Door esomeprazol is er iets meer kans op gastro-intestinale bacteriële infecties zoals Salmonella en Campylobacter en bij gehospitaliseerde patiënten mogelijk ook Clostridioides difficile.

Behandeling met een protonpompremmer ten minste 5 dagen voor een CgA-meting stoppen. Als na 5 dagen gastrine- en CgA-spiegels niet genormaliseerd zijn, metingen 14 dagen na staken van esomeprazol, herhalen.

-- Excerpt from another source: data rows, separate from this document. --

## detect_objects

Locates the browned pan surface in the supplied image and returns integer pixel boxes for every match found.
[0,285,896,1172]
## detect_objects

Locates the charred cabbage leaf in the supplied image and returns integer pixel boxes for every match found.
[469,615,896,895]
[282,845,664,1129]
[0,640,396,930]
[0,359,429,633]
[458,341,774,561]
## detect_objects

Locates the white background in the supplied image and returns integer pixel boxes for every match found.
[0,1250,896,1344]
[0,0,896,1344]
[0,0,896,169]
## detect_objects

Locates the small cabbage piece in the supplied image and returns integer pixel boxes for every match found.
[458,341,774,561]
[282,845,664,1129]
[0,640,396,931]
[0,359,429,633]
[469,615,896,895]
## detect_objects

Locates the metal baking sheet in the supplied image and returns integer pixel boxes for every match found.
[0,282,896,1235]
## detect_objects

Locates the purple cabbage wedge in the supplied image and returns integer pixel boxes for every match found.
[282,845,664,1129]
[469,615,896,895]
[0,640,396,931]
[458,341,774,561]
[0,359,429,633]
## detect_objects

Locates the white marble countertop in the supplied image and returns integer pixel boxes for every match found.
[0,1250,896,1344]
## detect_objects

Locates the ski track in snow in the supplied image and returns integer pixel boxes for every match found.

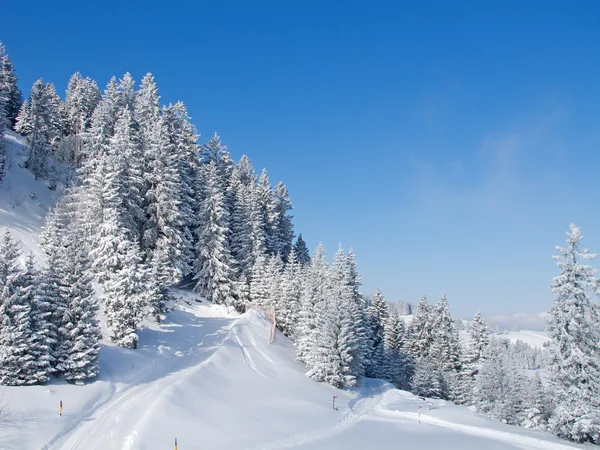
[365,409,573,450]
[43,324,232,450]
[256,382,385,450]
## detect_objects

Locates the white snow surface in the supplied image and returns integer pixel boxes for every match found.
[500,330,550,348]
[0,132,591,450]
[0,301,592,450]
[0,130,60,262]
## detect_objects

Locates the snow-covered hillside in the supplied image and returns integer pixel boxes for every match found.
[0,302,581,450]
[0,130,60,259]
[500,330,550,347]
[0,132,581,450]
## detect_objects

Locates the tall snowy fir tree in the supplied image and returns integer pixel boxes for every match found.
[295,244,330,362]
[429,294,461,399]
[0,228,21,286]
[548,224,600,444]
[162,102,199,276]
[276,248,302,337]
[19,254,54,384]
[0,42,23,129]
[15,79,63,179]
[365,289,388,378]
[271,182,294,262]
[194,161,235,305]
[454,311,489,404]
[407,297,434,358]
[58,72,100,169]
[294,234,310,266]
[61,230,101,384]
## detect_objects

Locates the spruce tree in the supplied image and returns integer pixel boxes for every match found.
[271,182,294,262]
[294,244,330,362]
[407,296,434,359]
[0,262,38,386]
[294,233,310,266]
[365,289,388,378]
[548,224,600,444]
[194,161,234,305]
[15,79,63,179]
[0,42,23,129]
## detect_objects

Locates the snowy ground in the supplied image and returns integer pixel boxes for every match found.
[0,133,582,450]
[0,302,592,450]
[500,330,550,348]
[0,130,60,261]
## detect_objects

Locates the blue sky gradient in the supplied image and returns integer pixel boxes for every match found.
[0,1,600,320]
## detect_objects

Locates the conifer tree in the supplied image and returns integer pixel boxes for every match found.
[194,161,234,305]
[61,229,101,384]
[19,254,54,384]
[0,228,21,288]
[271,182,294,262]
[294,233,310,266]
[276,248,302,337]
[548,224,600,444]
[0,42,23,129]
[365,289,388,378]
[407,296,433,358]
[15,78,63,179]
[162,102,199,276]
[295,244,329,362]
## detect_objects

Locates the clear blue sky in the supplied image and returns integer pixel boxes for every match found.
[0,1,600,326]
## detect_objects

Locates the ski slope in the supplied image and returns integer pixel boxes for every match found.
[0,130,60,262]
[0,132,585,450]
[0,302,582,450]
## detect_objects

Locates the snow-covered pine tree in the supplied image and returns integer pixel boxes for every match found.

De werkzaamheid en veiligheid bij kinderen tot 18 jaar zijn niet vastgesteld.

Eigenschappen

Naproxen is een NSAID met analgetische, antiflogistische en antipyretische werking, remt tevens de trombocytenaggregatie. Esomeprazol, de S-isomeer van omeprazol, is een protonpompremmer die de maagzuursecretie verlaagt. De tablet heeft een sequentiële afgifte, waarbij esomeprazol direct wordt afgegeven in de maag. Daarna komt naproxen met vertraagde afgifte vrij in de dunne darm.

Kinetische gegevens

Resorptie naproxen wordt oraal snel en voor 95% geabsorbeerd, voedselinname vertraagt de absorptie. De esomeprazol in dit preparaat wordt snel geabsorbeerd, maar ontleedt reeds voor een deel in de maag. Indien 2× per dag gedoseerd is de beschikbaarheid vergelijkbaar met die van een maagsapresistente tablet esomeprazol 20 mg 1× per dag.
T max naproxen 3–5 uur (na voedselinname ca. 8 uur), esomeprazol ca. ½ uur.
V d naproxen 0,16 l/kg, esomeprazol 0,22 l/kg.
Eiwitbinding naproxen > 99%, esomeprazol 97%.
Metabolisering naproxen 30% in de lever door vnl. CYP2C9, esomeprazol volledig in de lever door vnl. CYP2C19.
Eliminatie naproxen ca. 95% met de urine vnl. als metabolieten, esomeprazol ca. 80% met de urine als metabolieten.
T 1/2el naproxen 9 uur na de ochtenddosis en 15 uur na de avonddosis, esomeprazol 1–1½ uur.

Uitleg afkortingen

F biologische beschikbaarheid (fractie van de dosis die in de systemische circulatie verschijnt)
T max tijdsduur tot maximale bloedspiegel na toediening
V d verdelingsvolume (fictief volume waarin een geneesmiddel zich verdeelt over het lichaam)
T 1/2 plasmahalfwaardetijd (tijd die nodig is om een bepaalde plasmaconcentratie te halveren)
T 1/2el plasmahalfwaardetijd in de eliminatiefase, terminale halfwaardetijd

Groepsinformatie

naproxen/esomeprazol hoort bij de groep NSAID's met maagbeschermer.